8 thoughts on “The Buzz About Bees”

  1. As someone who occasionally gets paid to watch bad movies I find imagining the following helps out a lot: Spontaneous Song and Dance! Muppets! Replacing one of the main characters with Chris Tucker.

    Saying it’s Based on an incredibly true story helps too but I don’t think that applies. Also if it’s a sequel I like to add “Electric Boogaloo” to the title. For example, “Vanishing of the Bees 2: Electric Boogaloo.”

    Best of luck.

  2. I’ll go for the seething, spittle-flecked rant as well.
    But seriously, do you have a good response to this kind of thing?

  3. “I can almost guarantee that the most entertaining part of the afternoon will be watching me squirm during a screening of Vanishing of the Bees, another of those documentary films that blames pesticides* for colony collapse disorder, despite uncertain and contradictory evidence.”

    Get over it Alex. Marla Spivak is a SCIENTIST. A prestigious one at that having been named a MacArthur Fellow in 2010. Pesticides are a component of colony collapse.

    1. My beef is not with Marla Spivak, who does fine work. It’s with the movie makers who did a simply terrible job of interpreting scientific studies in order to serve a preexisting agenda.

      For what it’s worth, I am also a SCIENTIST. Do you only respect the opinions of SCIENTISTS when they agree with you?

      1. I thought SCIENCE was objective and value free and only relied on data. Are there two kinds of SCIENTISTS now? Ones we agree with and ones we don’t?

        Science is political Alex.

        Many scientists now believe that pesticides are a significant factor in the decline of bees; Marla is just one of them. You claim she does fine work yet from your postings you appear to ridicule any connection between the two. I couldn’t keep silent.

        Thanks for listening.

        1. I don’t think you understand my position, Ellen.

          There are many potential factors in CCD, one of which is pesticides. I regard the pesticide-CCD link as relatively weak in the United States because:

          1. The Neonicotinoid pesticides in question were in broad use years before CCD.

          2. There is no obvious correlation in space between CCD and pesticide application.
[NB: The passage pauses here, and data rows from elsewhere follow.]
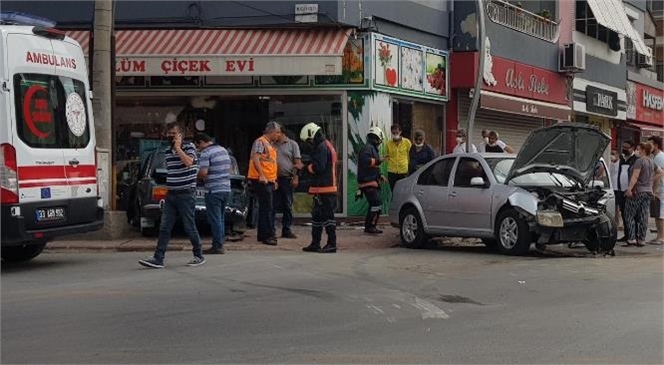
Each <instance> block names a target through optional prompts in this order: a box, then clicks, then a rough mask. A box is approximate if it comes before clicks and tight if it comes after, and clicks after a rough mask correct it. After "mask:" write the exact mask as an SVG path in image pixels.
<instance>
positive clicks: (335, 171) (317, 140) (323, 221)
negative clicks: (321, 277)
mask: <svg viewBox="0 0 664 365" xmlns="http://www.w3.org/2000/svg"><path fill="white" fill-rule="evenodd" d="M300 139H301V140H302V141H304V142H306V143H309V144H312V145H313V152H312V154H311V162H310V163H309V165H308V166H307V167H306V168H305V173H308V174H310V181H311V183H310V184H309V194H311V195H313V197H314V206H313V208H312V210H311V220H312V222H311V223H312V224H311V244H309V246H307V247H304V248H303V249H302V250H303V251H305V252H322V253H335V252H337V233H336V229H337V222H336V221H335V219H334V212H335V210H336V206H337V176H336V174H337V169H336V168H337V166H336V165H337V151H336V150H335V148H334V146H333V145H332V143H331V142H330V141H329V140H328V139H327V138H325V135H324V134H323V131H322V129H321V127H319V126H318V125H317V124H316V123H309V124H307V125H305V126H304V127H303V128H302V130H301V131H300ZM323 229H325V233H327V244H326V245H325V247H323V248H322V249H321V247H320V243H321V239H322V238H323Z"/></svg>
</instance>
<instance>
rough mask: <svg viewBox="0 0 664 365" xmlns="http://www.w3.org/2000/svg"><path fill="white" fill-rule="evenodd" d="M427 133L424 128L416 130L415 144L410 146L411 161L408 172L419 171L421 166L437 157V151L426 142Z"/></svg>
mask: <svg viewBox="0 0 664 365" xmlns="http://www.w3.org/2000/svg"><path fill="white" fill-rule="evenodd" d="M425 136H426V135H425V133H424V131H423V130H421V129H418V130H416V131H415V139H414V142H415V143H414V144H413V146H412V147H411V148H410V153H409V155H410V156H409V157H410V158H409V163H408V173H409V174H412V173H413V172H415V171H417V169H419V168H420V167H422V166H424V165H426V164H427V163H428V162H429V161H431V160H433V159H434V158H435V157H436V153H435V152H433V148H431V146H430V145H429V144H428V143H426V142H425Z"/></svg>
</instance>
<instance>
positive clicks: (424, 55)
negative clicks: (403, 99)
mask: <svg viewBox="0 0 664 365" xmlns="http://www.w3.org/2000/svg"><path fill="white" fill-rule="evenodd" d="M371 60H372V62H371V64H372V80H371V88H373V89H377V90H383V91H386V92H389V93H392V94H402V95H407V96H414V97H420V98H427V99H434V100H443V101H447V100H448V90H449V82H448V80H449V67H448V65H449V62H448V61H449V54H448V52H446V51H443V50H439V49H434V48H430V47H426V46H422V45H419V44H415V43H410V42H406V41H403V40H400V39H397V38H392V37H387V36H384V35H382V34H376V33H373V34H372V35H371Z"/></svg>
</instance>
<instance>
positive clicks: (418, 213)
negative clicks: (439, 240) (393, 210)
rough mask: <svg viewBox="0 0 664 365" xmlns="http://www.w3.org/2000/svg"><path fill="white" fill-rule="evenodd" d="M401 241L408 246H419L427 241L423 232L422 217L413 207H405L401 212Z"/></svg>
mask: <svg viewBox="0 0 664 365" xmlns="http://www.w3.org/2000/svg"><path fill="white" fill-rule="evenodd" d="M399 226H400V229H399V232H400V235H401V243H403V245H404V246H405V247H408V248H420V247H422V245H424V244H425V243H427V241H429V237H428V236H427V235H426V234H425V233H424V227H423V225H422V219H421V218H420V214H419V213H418V212H417V210H416V209H415V208H407V209H406V210H404V211H403V213H401V219H400V225H399Z"/></svg>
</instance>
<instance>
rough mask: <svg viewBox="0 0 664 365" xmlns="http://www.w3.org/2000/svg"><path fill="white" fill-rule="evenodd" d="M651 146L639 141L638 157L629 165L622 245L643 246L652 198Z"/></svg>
mask: <svg viewBox="0 0 664 365" xmlns="http://www.w3.org/2000/svg"><path fill="white" fill-rule="evenodd" d="M651 149H652V146H651V145H650V144H648V143H640V144H638V145H637V147H636V155H637V156H638V159H637V160H636V161H634V164H633V165H632V166H631V167H630V170H632V171H631V172H630V176H631V178H630V180H629V186H628V188H627V191H626V192H625V198H626V199H627V201H626V203H625V216H624V217H623V220H624V223H625V225H626V226H629V229H628V230H627V233H628V236H627V243H626V244H625V245H623V247H627V246H637V247H643V246H644V245H645V241H646V233H647V232H648V213H649V211H650V199H651V198H652V185H653V184H652V181H653V177H654V175H655V170H656V166H655V163H654V162H653V160H652V158H651V157H650V152H651Z"/></svg>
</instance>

That is, many pesticide-heavy areas (like Illinois, where I keep my bees) appear CCD-free, while CCD was showing up in places without as much pesticide use.

          3. The physiological symptoms in the guts of CCD bees are suggestive of pathogen damage, and some pathogens correlate strongly with CCD.

          It is possible that Neonicotinoids weakened bee immune systems just enough that a healthy bee can survive, but a new pathogen might stress the bees to the point of collapse. This area is still not well understood.

          NONE of this uncertainty is reflected in the recent spate of activist documentaries. Those folks have their story and omit mentioning contradictory data. I’m not ridiculing a pesticide-CCD connection, I’m ridiculing the lack of intellectual rigor on the part of the anti-pesticide activists.

          I do not dispute that pesticides are bad for bees, or that pesticides have something to do with the overall decline in bee populations since WWII.